The government has budgeted US $118m (Rs. 12.4 billion) in cash grants for returning tribe members and a number of other sums to help the tribes as part of its Citizen Losses Compensation Programme, he said.

A new era of prosperity

"The developmental projects will pave the way for a new era of economic and social prosperity for tribesmen," KP Governor Zafar Iqbal Jhagra said at a June 9 meeting of the FATA Development Authority in Peshawar.

The tribes made great sacrifices to restore peace, and now the time has come to reciprocate, he said.

"No efforts will be spared to ensure the progress and socio-economic development of tribal areas," he said, calling FATA's economic progress a major government priority.

During the meeting, Jhagra approved seven developmental schemes for FATA costing more than Rs. 2.4 billion (US $25m).

"In January 2015, the RRU initiated a rehabilitation assessment of government infrastructure and public buildings," Shah Nasir Khan, a former infrastructure and resilience specialist in the FATA Secretariat now employed at the World Food Programme, said.

The study encompassed schools, healthcare facilities, power lines and other vital facilities, he told Pakistan Forward.

The government identified 1,406 projects to fix, he said.

"We initiated immediate rehabilitation work before the return of displaced tribesmen to their respective areas to ensure critical facilities are restored," he said.

Large sums for betterment of FATA

In fiscal 2015, the FATA Development Working Party released Rs. 2.3 billion (US $23.1m) and the federal government released Rs. 3 billion (US $30m) to the Pakistani army to perform rehabilitation work in North Waziristan, South Waziristan and Khyber agencies, Shah Nasir said.

Authorities approved another Rs. 1.2 billion (US $12m) worth of development schemes in the Annual Development Plan for 2015-2016, he said.

"The implementation of all these schemes is in progress," he said. "About 400 schemes are completed so far."

A "fast track" approach to rehabilitation and reconstruction in FATA aims to complete the work in 2018, he said.

As a longer-term approach, the FATA Reforms Committee, which has recommended making FATA part of Khyber Pakhtunkhwa Province, has proposed a 10-year development plan for the tribal belt.

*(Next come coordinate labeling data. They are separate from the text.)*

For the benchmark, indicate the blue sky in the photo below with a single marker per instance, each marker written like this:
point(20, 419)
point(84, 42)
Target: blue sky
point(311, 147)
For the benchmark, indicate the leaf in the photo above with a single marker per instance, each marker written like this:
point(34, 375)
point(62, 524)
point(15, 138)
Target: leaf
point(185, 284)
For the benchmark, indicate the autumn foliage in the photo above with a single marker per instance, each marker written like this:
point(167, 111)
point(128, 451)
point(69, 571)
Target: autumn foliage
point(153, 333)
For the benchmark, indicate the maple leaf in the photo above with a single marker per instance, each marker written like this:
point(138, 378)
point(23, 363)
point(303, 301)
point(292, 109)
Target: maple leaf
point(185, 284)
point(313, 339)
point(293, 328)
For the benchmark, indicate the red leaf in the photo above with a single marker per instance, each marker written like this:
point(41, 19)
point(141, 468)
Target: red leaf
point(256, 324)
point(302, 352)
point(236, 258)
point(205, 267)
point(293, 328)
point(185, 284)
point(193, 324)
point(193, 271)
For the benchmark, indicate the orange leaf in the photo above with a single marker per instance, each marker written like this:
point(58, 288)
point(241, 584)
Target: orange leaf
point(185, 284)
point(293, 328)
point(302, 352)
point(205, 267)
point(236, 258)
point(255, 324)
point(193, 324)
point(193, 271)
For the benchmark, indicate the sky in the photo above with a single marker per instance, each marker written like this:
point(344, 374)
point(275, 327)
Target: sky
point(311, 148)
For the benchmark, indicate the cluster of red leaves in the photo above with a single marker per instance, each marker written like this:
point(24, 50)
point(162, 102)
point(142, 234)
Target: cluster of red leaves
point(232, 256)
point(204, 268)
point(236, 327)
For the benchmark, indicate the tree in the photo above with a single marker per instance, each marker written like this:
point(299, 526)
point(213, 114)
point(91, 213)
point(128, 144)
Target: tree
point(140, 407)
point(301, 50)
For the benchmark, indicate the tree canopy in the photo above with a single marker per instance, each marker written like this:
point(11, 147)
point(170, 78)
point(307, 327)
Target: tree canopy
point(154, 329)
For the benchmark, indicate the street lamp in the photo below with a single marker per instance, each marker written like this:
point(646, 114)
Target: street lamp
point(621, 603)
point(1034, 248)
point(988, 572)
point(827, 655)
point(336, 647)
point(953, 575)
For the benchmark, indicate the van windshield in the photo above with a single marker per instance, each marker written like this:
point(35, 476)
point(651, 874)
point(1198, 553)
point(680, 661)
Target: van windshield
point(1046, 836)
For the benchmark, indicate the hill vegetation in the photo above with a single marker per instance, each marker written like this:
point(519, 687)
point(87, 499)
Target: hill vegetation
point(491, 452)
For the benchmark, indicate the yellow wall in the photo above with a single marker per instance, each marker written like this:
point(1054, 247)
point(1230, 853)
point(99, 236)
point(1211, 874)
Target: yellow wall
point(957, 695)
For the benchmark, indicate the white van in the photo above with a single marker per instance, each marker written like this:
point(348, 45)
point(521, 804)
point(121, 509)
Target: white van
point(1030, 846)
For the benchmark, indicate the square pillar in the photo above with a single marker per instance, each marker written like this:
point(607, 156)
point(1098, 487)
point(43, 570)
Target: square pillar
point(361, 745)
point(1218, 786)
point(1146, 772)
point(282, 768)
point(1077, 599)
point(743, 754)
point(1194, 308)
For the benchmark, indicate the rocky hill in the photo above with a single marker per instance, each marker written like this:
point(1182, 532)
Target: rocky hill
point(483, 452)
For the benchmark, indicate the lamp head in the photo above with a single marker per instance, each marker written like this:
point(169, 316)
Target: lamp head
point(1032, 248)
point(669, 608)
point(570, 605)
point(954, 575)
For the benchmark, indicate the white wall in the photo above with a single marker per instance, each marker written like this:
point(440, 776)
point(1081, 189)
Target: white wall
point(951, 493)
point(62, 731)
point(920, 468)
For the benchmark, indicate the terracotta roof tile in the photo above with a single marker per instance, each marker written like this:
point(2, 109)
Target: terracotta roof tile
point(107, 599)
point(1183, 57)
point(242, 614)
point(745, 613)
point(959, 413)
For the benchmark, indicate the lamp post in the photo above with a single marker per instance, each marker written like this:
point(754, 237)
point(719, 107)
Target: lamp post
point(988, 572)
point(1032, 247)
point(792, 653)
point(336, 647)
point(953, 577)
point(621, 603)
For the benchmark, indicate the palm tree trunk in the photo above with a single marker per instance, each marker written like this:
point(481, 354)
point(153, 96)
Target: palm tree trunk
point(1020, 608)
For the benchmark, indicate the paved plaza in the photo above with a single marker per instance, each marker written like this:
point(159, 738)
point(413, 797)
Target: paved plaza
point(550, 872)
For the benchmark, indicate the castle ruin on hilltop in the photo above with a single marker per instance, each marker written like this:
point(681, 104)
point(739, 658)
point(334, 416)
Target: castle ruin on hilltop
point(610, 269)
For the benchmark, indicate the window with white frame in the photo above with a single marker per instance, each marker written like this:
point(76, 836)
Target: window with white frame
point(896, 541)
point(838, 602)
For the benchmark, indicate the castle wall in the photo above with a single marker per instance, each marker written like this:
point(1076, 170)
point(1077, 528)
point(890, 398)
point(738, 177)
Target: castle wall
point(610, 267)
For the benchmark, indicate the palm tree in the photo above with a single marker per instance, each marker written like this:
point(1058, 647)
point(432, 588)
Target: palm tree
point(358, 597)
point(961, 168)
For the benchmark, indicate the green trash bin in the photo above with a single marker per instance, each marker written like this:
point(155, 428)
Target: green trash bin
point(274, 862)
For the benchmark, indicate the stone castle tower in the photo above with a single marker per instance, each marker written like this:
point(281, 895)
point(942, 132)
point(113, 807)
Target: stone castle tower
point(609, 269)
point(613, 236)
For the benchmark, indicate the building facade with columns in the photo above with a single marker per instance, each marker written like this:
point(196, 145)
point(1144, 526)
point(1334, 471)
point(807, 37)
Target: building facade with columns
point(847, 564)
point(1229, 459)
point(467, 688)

The committee has suggested drawing up the 10-year plan by the end of 2016, Sartaj Aziz, adviser on foreign affairs to Prime Minister Mian Muhammad Nawaz Sharif and chairman of the FATA Reforms Committee, told Dawn in August.

Jhagra, the KP governor, will form a committee of specialists and officials to prioritise the plan's development, Sartaj told Dawn, adding that he expects a new era of development after parliament approves the plan.